Dr. Van (Mimi) Chau began working as pediatrician in January at the Key Center Medical Center where her colleague, Dr. William Roes, said she is the first pediatrician ever to practice on the KP. Chau, meanwhile, said it is her dream job: She loves her work, has always been interested in getting to know a community and connecting families with local resources, and the office is practically around the corner from her home.
Chau grew up near Boulder, Colo., with her younger brother. Her parents were both refugees from Vietnam. “They were boat people,” she said. Her mother’s family lived in a refugee camp in Thailand before moving to their sponsor’s town in rural Oregon. Her father and his family arrived in Los Angeles from a camp in Indonesia. Her parents met when her mother’s family moved to L.A. to find work. The couple married and moved to Boulder when her father found a job there as a jeweler, using skills he had learned in Indonesia.
Chau did well in school. “I had great mentors and teachers who believed in me,” she said. She now serves as a mentor with the program that helped her in high school. After graduation she went to Stanford.
During her orientation weekend on campus she met another freshman, Chris Rurik (KP News staff member). They hit it off, but both had other serious relationships and it wasn’t until their senior year that they began dating. He grew up in Gig Harbor and spoke of his love for the family property on the Key Peninsula where he spent many happy days. He told Chau that he wanted to settle there.
Chau always loved science and the lifelong learning it entails. She considered pre-med, but “as a first-generation immigrant and college student I didn’t really know that there were other things to study, that I could be something other than a doctor,” she said. She discovered anthropology.
“I was the only Asian woman in my high school. I knew race affected my life, but it was hard to put words around it and talk about it,” she said. “Studying anthropology was a way to learn the vocabulary around social forces that you don’t even realize affect you, but they do.”
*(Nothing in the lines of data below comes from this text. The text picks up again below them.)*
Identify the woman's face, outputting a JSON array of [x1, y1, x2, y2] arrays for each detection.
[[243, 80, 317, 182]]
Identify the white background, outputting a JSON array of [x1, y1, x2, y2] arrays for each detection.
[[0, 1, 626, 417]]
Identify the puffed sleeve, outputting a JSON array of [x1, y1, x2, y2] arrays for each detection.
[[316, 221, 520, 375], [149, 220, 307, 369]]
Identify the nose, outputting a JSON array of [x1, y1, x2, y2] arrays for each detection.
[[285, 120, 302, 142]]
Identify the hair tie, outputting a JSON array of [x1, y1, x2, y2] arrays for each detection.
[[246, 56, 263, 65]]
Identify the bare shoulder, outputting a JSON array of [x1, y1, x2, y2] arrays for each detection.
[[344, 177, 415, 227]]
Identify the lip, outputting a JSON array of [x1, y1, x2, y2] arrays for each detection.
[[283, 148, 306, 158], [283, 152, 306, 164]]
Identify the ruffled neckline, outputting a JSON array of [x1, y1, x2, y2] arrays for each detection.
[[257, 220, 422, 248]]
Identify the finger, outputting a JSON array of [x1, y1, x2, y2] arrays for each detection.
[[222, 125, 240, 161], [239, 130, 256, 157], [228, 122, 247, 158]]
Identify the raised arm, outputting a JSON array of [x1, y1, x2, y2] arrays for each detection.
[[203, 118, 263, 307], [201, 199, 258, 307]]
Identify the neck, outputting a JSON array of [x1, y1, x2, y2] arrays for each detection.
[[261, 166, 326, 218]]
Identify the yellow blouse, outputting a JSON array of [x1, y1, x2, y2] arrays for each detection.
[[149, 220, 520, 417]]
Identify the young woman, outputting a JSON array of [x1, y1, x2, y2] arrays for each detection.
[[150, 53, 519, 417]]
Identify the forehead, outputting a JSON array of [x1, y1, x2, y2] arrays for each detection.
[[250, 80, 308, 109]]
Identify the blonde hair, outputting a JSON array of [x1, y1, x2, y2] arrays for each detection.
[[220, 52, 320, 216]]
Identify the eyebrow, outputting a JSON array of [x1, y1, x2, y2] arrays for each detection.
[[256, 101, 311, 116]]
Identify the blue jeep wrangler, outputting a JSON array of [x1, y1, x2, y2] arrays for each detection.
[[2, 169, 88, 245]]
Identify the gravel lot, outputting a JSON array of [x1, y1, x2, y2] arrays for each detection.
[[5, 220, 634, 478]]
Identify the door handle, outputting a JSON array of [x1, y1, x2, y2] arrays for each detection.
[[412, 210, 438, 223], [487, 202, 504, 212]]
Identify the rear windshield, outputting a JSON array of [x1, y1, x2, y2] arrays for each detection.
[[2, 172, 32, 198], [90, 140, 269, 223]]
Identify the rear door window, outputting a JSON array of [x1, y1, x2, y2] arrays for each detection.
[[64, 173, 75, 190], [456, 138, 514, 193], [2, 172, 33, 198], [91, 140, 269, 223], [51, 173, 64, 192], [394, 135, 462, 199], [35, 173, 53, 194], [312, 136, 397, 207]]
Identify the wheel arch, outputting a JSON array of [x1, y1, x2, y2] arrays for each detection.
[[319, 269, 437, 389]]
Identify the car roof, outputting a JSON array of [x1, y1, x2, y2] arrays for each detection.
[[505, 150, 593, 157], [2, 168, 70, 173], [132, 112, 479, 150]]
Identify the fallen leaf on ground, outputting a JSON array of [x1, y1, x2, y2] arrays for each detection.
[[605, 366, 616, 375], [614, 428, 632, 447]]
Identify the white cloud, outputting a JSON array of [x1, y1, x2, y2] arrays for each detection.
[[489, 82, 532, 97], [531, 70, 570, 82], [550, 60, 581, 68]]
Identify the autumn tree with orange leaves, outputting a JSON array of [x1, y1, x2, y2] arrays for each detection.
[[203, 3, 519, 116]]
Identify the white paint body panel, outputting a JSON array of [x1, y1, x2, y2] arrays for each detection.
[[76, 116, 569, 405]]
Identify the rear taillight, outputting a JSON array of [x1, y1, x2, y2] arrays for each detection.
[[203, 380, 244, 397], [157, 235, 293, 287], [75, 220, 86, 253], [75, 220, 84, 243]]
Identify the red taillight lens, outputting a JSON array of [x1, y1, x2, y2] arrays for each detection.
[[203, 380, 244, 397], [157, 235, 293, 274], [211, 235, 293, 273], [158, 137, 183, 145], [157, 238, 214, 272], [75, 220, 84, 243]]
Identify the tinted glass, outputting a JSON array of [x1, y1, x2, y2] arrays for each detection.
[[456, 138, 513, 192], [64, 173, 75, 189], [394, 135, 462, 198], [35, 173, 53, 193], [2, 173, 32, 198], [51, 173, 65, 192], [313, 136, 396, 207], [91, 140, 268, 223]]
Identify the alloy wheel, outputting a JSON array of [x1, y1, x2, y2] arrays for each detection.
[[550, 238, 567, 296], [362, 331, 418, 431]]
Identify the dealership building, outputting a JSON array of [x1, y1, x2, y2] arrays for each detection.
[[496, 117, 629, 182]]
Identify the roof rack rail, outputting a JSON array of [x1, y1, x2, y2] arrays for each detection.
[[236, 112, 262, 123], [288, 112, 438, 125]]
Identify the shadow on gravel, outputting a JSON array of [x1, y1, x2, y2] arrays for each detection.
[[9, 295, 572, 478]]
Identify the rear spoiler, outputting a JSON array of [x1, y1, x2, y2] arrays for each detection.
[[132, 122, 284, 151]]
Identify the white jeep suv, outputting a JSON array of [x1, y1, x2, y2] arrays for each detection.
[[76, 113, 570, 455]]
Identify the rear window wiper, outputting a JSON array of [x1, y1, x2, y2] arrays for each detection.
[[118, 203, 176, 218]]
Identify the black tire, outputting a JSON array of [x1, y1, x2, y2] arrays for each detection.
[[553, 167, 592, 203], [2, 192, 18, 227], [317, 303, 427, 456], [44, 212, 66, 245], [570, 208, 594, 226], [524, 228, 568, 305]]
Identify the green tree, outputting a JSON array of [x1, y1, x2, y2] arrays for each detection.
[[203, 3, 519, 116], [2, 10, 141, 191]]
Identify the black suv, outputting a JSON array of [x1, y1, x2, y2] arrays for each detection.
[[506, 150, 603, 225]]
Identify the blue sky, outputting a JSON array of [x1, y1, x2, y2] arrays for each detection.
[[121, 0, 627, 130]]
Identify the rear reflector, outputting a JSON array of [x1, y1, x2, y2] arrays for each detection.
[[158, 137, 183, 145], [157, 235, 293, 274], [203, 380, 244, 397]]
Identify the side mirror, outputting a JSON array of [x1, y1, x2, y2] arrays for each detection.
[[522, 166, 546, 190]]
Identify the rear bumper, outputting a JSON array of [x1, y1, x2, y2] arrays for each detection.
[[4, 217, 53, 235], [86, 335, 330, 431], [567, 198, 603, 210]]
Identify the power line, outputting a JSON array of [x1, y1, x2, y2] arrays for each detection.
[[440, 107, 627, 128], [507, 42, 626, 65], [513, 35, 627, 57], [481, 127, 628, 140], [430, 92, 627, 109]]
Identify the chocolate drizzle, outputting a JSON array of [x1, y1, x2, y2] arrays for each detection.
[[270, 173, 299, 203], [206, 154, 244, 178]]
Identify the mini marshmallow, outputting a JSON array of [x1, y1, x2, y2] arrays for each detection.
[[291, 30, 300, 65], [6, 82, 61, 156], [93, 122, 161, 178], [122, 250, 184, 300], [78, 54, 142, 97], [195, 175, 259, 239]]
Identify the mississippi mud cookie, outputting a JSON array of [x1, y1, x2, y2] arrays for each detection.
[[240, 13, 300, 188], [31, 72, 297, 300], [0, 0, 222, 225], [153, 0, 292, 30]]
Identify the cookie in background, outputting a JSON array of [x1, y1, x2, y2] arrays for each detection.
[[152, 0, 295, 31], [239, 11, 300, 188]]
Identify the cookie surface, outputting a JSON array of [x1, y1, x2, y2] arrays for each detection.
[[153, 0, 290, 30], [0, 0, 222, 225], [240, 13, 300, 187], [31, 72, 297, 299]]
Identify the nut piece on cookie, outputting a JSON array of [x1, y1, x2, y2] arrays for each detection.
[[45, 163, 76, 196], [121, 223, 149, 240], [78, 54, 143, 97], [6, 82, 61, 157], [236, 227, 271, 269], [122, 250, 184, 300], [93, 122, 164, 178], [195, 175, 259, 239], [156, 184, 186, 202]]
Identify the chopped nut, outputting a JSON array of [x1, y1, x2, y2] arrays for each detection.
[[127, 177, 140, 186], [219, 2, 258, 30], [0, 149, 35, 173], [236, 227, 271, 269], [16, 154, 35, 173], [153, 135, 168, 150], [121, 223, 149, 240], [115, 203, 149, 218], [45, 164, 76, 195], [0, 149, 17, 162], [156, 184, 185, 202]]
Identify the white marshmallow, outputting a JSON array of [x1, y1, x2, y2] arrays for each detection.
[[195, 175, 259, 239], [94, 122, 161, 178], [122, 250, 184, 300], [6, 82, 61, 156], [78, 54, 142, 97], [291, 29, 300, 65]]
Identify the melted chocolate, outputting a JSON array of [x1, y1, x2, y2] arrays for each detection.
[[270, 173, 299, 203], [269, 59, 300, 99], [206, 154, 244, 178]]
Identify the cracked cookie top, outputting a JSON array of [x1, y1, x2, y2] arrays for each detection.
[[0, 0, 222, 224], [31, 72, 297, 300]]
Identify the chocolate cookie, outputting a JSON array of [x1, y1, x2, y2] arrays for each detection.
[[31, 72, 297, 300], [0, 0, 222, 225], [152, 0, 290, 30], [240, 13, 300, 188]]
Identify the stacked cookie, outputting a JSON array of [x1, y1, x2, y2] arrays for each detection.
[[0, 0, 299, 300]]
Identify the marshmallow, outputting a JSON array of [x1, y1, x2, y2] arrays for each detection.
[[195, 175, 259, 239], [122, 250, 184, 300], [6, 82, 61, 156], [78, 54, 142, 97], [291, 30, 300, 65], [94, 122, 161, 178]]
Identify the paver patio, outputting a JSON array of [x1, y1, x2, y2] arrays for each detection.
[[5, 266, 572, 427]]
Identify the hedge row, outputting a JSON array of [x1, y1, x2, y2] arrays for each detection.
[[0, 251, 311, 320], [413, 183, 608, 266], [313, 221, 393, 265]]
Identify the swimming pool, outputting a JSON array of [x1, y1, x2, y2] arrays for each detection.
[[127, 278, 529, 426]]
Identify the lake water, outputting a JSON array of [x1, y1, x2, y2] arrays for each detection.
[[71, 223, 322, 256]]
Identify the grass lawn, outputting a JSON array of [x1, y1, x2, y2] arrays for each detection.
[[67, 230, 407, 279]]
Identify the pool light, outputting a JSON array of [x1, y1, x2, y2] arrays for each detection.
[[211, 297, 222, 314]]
For her thesis she studied skin whiteners in Vietnam. The project allowed her to visit and explore her family’s country of origin and to meet relatives who had remained there. She lived with her grandmother and went to beauty salons with her cousin, where they got their hair done and talked with customers — Chau speaks Cantonese and Vietnamese. In Vietnam, “whiter skin means you take better care of yourself, that you don’t have to be outside in the sun. It’s a class thing,” she said.
During her senior year, she returned to Vietnam and worked in a girls’ shelter. “I spent time with them, ate with them, taught them English,” Chau said. “It was transforming. I realized I didn’t want to sit in an office and write about them or other subjects. I wanted to be with them and do things with or for them.” To her that meant going to medical school.
Chau returned to Boulder for a year to do her pre-med requirements. She and Rurik maintained a long-distance relationship for a while, until he followed her there. He found work and she entered medical school at the University of Colorado. She chose pediatrics, although she briefly toyed with the idea of becoming a surgeon. “I liked the satisfaction of getting in there and fixing things,” she said. But she loved the integration of care, the teaming with parents, teachers and others, that is a part of caring for children.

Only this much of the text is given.